Quasi 1,2 miliardi di euro destinati alla ricostruzione pubblica dell’Appennino centrale rappresentano un risultato straordinario e un segnale concreto dell’attenzione del Governo Meloni e, in particolare, del Ministro per la Protezione civile e le Politiche del mare Nello Musumeci nei confronti delle nostre comunità. Ancora una volta si conferma l’impegno dell’esecutivo nel sostenere la ripresa e il rilancio dei territori colpiti dal terremoto del 2016”.

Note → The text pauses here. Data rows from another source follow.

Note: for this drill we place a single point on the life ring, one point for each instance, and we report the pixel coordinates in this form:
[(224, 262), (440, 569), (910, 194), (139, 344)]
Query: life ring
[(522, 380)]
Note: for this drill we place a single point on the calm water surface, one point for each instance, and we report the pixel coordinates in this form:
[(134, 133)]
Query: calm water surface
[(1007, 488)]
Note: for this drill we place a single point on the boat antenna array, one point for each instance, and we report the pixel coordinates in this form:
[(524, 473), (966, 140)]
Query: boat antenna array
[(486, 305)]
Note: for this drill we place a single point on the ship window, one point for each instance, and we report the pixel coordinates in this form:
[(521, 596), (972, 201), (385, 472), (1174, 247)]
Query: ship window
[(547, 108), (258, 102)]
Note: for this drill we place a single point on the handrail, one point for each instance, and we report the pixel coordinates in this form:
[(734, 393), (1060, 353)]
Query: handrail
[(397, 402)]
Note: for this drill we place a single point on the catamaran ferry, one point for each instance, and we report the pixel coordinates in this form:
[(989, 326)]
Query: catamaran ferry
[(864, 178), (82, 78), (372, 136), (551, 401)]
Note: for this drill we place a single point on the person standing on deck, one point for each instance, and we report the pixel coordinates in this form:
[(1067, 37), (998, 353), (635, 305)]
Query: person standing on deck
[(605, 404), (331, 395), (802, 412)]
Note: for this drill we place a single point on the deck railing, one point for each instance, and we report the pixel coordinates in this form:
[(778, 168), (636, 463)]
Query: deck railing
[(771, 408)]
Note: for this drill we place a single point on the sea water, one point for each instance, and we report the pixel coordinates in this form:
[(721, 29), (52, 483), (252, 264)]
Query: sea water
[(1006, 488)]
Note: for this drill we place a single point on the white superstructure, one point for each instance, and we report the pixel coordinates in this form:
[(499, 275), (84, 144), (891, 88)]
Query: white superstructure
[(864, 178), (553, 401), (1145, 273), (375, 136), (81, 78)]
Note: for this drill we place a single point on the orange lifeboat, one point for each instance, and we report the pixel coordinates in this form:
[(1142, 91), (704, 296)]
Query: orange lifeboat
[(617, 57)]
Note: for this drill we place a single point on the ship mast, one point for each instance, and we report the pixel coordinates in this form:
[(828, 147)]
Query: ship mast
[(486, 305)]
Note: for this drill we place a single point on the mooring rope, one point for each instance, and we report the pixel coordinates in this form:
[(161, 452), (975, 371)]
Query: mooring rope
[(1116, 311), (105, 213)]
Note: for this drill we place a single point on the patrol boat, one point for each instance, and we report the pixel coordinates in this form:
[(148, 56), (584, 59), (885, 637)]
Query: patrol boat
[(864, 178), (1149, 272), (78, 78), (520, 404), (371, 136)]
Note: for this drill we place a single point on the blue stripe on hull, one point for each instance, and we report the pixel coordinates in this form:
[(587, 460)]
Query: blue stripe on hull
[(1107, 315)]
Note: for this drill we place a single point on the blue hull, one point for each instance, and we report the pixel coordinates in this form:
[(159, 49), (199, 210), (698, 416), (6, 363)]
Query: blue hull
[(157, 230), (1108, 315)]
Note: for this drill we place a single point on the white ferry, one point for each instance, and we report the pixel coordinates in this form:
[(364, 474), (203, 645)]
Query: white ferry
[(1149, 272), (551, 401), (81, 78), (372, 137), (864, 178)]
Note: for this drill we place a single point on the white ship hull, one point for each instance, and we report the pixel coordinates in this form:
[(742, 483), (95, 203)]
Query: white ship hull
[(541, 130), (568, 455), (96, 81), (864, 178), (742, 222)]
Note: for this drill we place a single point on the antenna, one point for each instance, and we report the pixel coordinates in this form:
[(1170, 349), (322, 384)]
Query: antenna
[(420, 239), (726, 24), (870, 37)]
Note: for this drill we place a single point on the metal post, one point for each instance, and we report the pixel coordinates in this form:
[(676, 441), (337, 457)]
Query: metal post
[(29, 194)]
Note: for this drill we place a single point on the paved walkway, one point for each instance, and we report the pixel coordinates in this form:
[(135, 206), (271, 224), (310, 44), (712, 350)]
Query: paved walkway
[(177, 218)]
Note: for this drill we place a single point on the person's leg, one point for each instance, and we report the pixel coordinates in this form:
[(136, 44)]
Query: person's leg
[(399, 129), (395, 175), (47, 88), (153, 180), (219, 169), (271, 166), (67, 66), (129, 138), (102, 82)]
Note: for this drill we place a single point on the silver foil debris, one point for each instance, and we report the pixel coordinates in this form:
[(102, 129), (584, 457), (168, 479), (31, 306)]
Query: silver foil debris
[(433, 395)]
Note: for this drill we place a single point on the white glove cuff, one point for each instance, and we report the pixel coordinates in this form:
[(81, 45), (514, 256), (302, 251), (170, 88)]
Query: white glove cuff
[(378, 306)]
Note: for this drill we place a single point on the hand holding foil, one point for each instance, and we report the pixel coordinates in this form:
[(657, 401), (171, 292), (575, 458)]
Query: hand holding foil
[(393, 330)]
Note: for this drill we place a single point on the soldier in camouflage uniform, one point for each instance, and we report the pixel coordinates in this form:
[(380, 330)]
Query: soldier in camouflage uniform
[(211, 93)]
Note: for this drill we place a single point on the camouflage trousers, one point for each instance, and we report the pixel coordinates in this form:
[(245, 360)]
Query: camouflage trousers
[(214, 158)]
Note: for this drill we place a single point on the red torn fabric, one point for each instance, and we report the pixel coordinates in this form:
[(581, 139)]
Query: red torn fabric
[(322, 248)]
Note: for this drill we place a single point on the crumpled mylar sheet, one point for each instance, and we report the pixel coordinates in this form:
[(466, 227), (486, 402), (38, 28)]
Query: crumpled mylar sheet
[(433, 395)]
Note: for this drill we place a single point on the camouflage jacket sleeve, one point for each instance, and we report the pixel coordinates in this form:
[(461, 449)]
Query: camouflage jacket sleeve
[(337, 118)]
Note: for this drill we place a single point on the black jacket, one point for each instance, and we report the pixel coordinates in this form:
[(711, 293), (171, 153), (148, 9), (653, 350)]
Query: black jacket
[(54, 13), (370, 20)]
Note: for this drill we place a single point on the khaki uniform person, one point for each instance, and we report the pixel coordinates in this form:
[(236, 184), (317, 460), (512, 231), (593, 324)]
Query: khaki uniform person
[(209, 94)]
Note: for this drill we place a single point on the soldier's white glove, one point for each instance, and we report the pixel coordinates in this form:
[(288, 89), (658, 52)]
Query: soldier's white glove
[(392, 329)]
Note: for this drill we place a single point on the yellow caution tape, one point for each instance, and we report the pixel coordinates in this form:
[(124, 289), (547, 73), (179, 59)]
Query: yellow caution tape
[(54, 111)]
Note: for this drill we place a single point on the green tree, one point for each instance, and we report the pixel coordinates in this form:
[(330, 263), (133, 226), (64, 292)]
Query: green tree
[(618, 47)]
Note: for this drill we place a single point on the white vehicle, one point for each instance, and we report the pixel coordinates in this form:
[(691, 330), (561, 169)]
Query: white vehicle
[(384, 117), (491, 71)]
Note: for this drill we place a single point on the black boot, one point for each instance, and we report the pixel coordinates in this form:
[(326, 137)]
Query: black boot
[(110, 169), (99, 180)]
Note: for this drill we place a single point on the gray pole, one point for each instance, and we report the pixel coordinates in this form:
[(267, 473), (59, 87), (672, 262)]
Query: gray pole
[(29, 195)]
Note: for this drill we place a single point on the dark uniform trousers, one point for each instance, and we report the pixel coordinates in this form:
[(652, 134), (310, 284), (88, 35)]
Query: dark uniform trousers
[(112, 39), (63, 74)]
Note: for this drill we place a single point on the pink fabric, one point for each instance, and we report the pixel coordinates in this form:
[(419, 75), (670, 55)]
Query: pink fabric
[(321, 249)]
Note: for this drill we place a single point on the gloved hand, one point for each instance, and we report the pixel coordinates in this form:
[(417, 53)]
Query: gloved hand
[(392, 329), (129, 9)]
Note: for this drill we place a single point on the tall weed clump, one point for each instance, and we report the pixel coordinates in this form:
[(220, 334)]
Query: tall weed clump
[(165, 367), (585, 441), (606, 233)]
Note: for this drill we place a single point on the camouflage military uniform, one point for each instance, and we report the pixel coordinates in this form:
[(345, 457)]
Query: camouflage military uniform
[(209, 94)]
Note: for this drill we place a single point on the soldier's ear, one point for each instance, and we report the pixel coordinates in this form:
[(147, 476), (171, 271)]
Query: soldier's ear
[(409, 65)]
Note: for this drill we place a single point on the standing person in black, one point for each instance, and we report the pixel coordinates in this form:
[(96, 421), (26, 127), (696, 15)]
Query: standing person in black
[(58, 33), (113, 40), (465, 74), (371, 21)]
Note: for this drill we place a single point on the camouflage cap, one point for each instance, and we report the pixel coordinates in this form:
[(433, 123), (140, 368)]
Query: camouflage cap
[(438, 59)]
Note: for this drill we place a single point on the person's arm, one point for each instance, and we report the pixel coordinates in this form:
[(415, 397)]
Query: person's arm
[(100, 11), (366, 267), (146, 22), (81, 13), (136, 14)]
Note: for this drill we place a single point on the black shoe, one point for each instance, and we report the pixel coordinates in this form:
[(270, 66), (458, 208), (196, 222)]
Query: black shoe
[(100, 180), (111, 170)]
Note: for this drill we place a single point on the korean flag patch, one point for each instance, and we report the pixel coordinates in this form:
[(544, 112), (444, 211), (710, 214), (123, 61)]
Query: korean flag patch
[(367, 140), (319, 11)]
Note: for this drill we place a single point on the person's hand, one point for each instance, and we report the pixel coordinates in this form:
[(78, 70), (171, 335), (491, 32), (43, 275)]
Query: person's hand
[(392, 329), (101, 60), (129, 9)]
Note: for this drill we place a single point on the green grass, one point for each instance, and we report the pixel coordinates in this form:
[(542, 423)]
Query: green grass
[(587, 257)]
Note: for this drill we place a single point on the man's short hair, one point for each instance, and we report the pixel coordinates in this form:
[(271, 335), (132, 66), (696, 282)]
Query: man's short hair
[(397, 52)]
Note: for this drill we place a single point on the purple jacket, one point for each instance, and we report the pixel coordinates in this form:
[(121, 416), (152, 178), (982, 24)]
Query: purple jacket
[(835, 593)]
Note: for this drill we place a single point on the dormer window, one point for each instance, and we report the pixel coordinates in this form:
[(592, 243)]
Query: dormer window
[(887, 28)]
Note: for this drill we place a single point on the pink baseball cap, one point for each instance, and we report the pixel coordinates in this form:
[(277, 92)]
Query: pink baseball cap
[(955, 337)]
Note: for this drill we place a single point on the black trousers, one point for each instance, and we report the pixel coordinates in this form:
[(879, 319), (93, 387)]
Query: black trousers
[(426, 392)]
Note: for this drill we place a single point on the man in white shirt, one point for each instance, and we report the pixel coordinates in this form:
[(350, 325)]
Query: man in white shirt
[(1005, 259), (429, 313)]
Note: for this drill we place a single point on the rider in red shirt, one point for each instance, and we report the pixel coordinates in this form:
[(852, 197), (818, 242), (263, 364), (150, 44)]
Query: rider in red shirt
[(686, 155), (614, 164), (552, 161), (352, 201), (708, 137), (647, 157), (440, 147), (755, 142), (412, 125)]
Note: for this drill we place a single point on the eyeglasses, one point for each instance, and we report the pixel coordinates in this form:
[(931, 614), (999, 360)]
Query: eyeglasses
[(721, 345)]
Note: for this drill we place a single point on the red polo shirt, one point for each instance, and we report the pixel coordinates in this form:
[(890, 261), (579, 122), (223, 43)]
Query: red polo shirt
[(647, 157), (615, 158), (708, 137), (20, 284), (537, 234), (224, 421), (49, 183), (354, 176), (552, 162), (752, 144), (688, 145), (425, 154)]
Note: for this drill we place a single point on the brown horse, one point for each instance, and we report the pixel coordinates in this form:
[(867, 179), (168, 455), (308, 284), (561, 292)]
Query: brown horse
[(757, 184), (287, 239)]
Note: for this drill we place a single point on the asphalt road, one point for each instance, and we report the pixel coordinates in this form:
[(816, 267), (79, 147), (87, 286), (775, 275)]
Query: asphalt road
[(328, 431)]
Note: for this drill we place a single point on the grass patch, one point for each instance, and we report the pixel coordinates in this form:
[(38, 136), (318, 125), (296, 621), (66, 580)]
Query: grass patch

Lo afferma il Commissario Straordinario al sisma 2016, Guido Castelli, commentando la bollinatura da parte della Corte dei conti del decreto di riparto triennale del Fondo ricostruzioni per il periodo 2027- 2029.
“Questo straordinario sostegno alla ricostruzione 2016 – prosegue Castelli – contribuirà a consolidare e rafforzare il cambio di passo che in questi anni abbiamo impresso alla ricostruzione nell’Appennino centrale e conferma il costante impegno verso questi territori, che si stanno rialzando dopo anni difficili. Si tratta di un risultato di rilievo sia sostanziale che simbolico, dal momento che cade in occasione del decennale del sisma. La programmazione pubblica della ricostruzione post-sisma 2016 già comprende 3.542 interventi per un valore di investimento di oltre 4,6 miliardi di euro e, in questo momento, mentre le progettazioni procedono spedite, nell’Appennino centrale sono quasi 1.200 i cantieri aperti nella ricostruzione pubblica, quasi il 34% del totale. Un risultato reso possibile grazie all’azione congiunta con le quattro Regioni e i Comuni, che dimostra come il lavoro di squadra stia producendo risultati concreti e tangibili per i territori” conclude il Commissario Guido Castelli.